Political Power

The influx of new industry, new trades, new investment and new people had, by the later 19th century, created a culture rather different from the traditional one still found on large outlying areas of the Duke of Argyll's property. Between these two increasingly enfranchised forces, the existing establishment of landowners retained control of politics until the election of a radical MP in the 1880s. Thereafter, the political power of the landed interest declined gradually. So too did the crofting sector and its agitation within Argyll.

Modern Industry

Dunoon West Bay

The early 20th century saw an Indian Summer of further urban development of the towns and of the tourist trade. This was interrupted temporarily by two World Wars and, more seriously for the Clyde resorts, by the growth of cheap holidays. The growth of car ownership and of bus holidays has helped to compensate the resorts, and Dunoon enjoyed a boom for a time, thanks to the American submarine base. Bus holidays have, for many parts of Argyll, brought the phenomenon of "drive through" tourism, coaches stopping only at major attractions. But this is compensated for by car borne visitors bringing a more discreet form of tourism to the rural areas, a tourism in which "bed and breakfast" plays a major part.

fishermen with nets, Campbeltown

Fishing is still an important industry, though boats operate further out to sea and the distribution of the catch has changed somewhat since a century ago when steamships would hail the fleet of skiffs to purchase their catch which would then be taken on to market in Glasgow. Road haulage and transport has overcome the steamship network which once served the resorts and communities around the Clyde and further West. Only the islands necessarily retain sea links, almost exclusively in the form of roll-on, roll-off car ferries.

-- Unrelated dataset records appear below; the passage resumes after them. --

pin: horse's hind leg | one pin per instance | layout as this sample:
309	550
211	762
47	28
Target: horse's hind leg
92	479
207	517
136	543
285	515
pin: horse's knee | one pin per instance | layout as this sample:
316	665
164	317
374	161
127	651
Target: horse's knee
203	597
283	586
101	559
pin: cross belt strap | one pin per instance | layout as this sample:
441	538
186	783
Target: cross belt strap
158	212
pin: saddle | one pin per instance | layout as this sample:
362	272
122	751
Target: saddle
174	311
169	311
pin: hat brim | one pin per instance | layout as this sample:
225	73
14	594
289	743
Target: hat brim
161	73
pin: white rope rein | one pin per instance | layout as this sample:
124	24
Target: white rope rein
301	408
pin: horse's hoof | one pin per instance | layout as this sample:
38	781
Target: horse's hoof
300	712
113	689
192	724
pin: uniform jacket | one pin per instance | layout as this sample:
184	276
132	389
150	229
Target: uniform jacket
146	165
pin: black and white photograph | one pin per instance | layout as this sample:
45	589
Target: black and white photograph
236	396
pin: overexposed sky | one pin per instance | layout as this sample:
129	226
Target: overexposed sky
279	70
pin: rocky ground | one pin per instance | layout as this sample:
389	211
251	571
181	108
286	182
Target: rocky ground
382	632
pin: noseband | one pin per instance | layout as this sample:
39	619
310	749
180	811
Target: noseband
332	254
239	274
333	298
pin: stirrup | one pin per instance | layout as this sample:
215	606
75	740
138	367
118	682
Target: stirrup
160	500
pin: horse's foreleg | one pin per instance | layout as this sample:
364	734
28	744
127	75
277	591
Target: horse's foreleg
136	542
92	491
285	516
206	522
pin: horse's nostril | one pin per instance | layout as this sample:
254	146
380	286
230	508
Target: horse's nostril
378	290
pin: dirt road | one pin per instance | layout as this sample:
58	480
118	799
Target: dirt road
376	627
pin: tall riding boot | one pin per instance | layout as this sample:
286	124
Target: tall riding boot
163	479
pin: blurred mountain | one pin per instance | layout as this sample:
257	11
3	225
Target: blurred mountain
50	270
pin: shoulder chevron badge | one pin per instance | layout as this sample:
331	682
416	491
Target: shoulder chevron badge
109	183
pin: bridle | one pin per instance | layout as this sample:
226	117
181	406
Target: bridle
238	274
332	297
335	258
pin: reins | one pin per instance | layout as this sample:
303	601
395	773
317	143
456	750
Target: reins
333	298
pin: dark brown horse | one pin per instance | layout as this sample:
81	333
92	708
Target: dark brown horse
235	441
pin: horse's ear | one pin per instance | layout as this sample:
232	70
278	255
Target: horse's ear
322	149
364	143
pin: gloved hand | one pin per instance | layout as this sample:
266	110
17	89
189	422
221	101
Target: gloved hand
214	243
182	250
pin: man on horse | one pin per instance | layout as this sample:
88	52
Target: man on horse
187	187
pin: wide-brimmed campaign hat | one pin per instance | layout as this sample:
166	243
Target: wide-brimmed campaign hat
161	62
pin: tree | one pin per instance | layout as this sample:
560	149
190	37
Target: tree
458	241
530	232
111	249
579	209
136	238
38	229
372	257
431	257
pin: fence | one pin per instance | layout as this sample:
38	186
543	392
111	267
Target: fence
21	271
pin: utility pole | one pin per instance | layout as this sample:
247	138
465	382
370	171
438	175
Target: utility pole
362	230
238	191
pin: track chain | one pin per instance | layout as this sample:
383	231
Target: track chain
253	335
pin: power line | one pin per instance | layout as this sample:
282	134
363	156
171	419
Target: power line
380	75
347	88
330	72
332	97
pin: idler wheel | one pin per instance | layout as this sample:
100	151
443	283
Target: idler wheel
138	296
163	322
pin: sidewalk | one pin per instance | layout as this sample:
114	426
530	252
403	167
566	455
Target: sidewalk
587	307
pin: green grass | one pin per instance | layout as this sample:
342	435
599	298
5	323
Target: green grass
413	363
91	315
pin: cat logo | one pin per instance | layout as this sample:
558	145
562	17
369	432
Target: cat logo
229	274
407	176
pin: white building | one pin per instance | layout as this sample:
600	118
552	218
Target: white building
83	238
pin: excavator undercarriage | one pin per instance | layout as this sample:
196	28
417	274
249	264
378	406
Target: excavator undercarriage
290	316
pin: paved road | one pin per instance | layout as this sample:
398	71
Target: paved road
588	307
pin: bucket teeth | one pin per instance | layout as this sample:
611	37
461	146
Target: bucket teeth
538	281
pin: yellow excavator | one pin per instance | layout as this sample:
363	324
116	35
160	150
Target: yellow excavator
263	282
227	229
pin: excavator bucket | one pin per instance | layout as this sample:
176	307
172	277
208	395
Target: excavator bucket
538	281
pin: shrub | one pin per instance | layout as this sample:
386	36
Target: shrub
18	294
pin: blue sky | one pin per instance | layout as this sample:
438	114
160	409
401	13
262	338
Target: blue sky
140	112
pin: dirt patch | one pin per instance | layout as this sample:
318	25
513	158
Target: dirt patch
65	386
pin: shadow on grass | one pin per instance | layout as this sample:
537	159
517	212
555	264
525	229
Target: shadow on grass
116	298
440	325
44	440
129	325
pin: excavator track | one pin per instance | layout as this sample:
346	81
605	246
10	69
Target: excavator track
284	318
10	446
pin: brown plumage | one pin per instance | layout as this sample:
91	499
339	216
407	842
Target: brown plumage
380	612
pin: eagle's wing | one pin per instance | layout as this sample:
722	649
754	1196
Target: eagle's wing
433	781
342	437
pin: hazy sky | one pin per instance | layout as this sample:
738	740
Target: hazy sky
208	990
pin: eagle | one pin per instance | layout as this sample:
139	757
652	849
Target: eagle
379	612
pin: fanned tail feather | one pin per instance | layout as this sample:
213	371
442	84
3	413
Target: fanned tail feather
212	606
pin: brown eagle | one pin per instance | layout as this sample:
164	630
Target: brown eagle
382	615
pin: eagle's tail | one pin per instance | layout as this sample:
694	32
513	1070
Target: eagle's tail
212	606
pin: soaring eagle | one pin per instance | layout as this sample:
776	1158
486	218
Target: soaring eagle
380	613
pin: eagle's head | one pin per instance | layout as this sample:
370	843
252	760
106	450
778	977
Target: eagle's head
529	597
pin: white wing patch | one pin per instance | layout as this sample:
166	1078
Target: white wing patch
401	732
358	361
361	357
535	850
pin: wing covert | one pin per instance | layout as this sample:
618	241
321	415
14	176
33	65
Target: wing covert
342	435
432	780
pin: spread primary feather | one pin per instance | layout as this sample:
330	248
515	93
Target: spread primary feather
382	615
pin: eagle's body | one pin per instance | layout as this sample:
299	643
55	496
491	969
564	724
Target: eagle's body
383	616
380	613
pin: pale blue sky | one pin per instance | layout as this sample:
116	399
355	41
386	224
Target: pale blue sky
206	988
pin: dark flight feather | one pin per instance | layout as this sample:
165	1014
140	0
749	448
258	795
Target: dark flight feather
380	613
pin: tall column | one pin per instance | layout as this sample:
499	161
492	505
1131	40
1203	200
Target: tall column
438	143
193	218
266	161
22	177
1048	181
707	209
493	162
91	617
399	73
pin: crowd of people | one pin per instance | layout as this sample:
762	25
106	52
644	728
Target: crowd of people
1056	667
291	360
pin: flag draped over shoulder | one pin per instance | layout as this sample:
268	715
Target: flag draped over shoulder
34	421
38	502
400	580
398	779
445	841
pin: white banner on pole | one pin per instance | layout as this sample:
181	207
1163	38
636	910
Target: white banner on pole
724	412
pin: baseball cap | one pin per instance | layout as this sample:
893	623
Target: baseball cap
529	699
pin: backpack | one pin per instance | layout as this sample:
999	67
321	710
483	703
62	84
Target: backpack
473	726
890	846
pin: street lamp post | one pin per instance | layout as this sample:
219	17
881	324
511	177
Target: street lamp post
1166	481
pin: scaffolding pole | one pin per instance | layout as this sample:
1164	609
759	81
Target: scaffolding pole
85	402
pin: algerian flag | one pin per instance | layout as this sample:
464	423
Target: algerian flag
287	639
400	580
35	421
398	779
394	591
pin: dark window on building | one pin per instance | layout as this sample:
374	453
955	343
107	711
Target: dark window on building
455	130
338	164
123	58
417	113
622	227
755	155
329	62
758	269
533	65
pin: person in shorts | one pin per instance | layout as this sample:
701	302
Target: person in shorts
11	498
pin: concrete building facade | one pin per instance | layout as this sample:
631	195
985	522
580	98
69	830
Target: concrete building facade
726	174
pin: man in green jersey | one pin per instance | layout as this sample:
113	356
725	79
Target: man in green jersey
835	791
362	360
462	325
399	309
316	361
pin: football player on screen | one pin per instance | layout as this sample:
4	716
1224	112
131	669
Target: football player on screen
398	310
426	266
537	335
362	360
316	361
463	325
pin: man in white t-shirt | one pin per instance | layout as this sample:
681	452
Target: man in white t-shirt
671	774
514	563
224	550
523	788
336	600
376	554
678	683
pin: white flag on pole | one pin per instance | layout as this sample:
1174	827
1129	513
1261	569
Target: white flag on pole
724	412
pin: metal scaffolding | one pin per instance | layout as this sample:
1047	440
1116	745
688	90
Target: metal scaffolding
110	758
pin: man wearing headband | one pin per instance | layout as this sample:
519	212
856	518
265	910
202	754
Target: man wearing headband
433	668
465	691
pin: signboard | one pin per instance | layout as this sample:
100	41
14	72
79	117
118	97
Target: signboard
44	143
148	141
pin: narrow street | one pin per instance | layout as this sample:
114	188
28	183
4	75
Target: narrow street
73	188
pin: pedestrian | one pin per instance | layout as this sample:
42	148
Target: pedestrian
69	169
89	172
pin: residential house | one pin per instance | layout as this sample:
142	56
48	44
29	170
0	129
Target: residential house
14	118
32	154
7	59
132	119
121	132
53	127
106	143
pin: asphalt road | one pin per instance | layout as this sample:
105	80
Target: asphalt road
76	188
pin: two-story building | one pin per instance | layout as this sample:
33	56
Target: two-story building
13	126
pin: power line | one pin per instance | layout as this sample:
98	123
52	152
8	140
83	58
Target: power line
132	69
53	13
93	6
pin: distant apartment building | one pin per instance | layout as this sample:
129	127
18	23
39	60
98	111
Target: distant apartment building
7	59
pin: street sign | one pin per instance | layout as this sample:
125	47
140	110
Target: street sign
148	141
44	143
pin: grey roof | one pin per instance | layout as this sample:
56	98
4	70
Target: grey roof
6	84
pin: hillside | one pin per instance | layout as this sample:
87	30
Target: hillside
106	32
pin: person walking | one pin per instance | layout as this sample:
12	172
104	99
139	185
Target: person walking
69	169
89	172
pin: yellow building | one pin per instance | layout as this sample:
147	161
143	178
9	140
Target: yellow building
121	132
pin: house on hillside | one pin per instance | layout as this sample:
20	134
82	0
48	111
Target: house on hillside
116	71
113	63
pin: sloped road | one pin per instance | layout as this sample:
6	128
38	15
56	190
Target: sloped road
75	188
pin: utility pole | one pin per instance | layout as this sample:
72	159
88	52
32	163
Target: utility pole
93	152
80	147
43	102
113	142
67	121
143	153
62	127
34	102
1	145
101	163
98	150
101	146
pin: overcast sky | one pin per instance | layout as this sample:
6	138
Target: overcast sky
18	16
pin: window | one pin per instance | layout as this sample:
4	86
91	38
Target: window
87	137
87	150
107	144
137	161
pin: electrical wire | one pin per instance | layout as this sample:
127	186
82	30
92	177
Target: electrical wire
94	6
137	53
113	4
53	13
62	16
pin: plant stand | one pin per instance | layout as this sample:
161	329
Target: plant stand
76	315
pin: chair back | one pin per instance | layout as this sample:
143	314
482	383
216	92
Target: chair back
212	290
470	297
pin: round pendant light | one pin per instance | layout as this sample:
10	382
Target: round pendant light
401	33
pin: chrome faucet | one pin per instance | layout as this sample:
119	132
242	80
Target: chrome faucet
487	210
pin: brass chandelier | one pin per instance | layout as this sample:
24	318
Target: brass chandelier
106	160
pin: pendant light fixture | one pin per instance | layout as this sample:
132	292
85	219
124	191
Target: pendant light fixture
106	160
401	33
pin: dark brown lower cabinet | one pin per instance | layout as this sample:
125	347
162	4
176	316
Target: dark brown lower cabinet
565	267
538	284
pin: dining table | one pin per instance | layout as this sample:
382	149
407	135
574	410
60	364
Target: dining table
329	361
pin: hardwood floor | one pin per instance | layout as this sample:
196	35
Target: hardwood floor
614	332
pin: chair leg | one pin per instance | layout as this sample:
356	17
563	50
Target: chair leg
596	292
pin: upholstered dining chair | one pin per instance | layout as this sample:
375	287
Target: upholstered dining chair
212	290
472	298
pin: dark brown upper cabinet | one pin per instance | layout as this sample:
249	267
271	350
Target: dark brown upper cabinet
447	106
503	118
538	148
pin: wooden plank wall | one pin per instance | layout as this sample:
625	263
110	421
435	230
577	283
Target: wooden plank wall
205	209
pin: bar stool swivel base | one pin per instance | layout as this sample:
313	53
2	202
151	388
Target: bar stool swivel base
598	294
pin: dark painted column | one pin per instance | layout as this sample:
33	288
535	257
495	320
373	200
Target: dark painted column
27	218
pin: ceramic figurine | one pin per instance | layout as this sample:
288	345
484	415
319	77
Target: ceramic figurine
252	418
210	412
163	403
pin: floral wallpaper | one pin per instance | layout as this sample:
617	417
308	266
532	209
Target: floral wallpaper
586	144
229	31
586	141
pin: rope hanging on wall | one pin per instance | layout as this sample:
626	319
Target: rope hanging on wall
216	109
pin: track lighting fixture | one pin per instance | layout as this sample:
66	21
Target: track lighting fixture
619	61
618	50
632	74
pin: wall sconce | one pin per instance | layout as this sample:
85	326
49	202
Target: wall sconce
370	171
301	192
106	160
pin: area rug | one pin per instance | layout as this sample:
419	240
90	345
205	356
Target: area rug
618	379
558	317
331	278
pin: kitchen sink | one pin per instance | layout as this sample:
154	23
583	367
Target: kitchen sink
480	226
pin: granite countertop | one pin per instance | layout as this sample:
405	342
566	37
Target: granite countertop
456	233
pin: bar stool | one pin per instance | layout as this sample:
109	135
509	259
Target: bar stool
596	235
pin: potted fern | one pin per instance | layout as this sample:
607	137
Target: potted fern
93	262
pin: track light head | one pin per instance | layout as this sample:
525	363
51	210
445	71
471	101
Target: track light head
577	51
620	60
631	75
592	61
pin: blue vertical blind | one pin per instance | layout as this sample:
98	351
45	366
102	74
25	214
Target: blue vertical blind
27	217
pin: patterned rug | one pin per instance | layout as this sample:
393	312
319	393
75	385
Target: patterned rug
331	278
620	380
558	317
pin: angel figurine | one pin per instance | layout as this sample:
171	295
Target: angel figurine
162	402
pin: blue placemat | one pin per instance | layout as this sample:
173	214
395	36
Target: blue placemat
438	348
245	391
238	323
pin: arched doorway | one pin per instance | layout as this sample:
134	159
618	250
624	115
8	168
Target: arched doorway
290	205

The 1975 reorganisation of Local Government lost Ardnamurchan to Argyll; the 1996 change brought to the administrative district the areas of Helensburgh and Lomond, including the Rosneath Peninsula. Although these areas can retain the 'Dunbartonshire' element of their postal address, they are now firmly part, and a major part, of a new entity. In historical and cultural terms, however, Dunbartonshire has a history separate from Argyll, with obvious overlaps. On Loch Lomondside in Clan times, the Colquhouns and the MacGregors battled for ascendancy. The Colquhouns later built the stately 18th century mansion of Rossdhu, now the club house for a very select golf course. Their laying out of a new town of Helensburgh from 1776 was more significant for, with the help of Henry Bell's Comet, launched in 1812, and Bell's own hotel in the town, Helensburgh eventually became another "doon the watter" watering place for Glaswegian commuters and day trippers. In this sense, Helensburgh has or had much in common with the other destinations of the Rosneath peninsula and of the Argyll shore. After the arrival of the railway in 1857, however, Helensburgh became more closely tied to Glasgow, of which it became, in a generous sense, a select suburb. The late Victorian and Edwardian villas of upper Helensburgh reflected the very wealthy lifestyles and developed architectural tastes of their owners, resulting in possibly the finest collection of buildings of their type in the West of Scotland. This was largely thanks to the contribution of "art architects" such as William Leiper and Alexander Paterson and to the work of Charles Rennie Mackintosh at The Hill House.

The present culture of Argyll and Bute is certainly a modern one, forward thinking; but most communities retain an awareness of their own particular history and cultural heritage. This is as it should be, in an area that comprehends considerable diversity, from islands where Gaelic is still spoken, through tourist towns, to the newly included areas of Helensburgh and Lomond which move to a greater or lesser extent in the Glasgow orbit.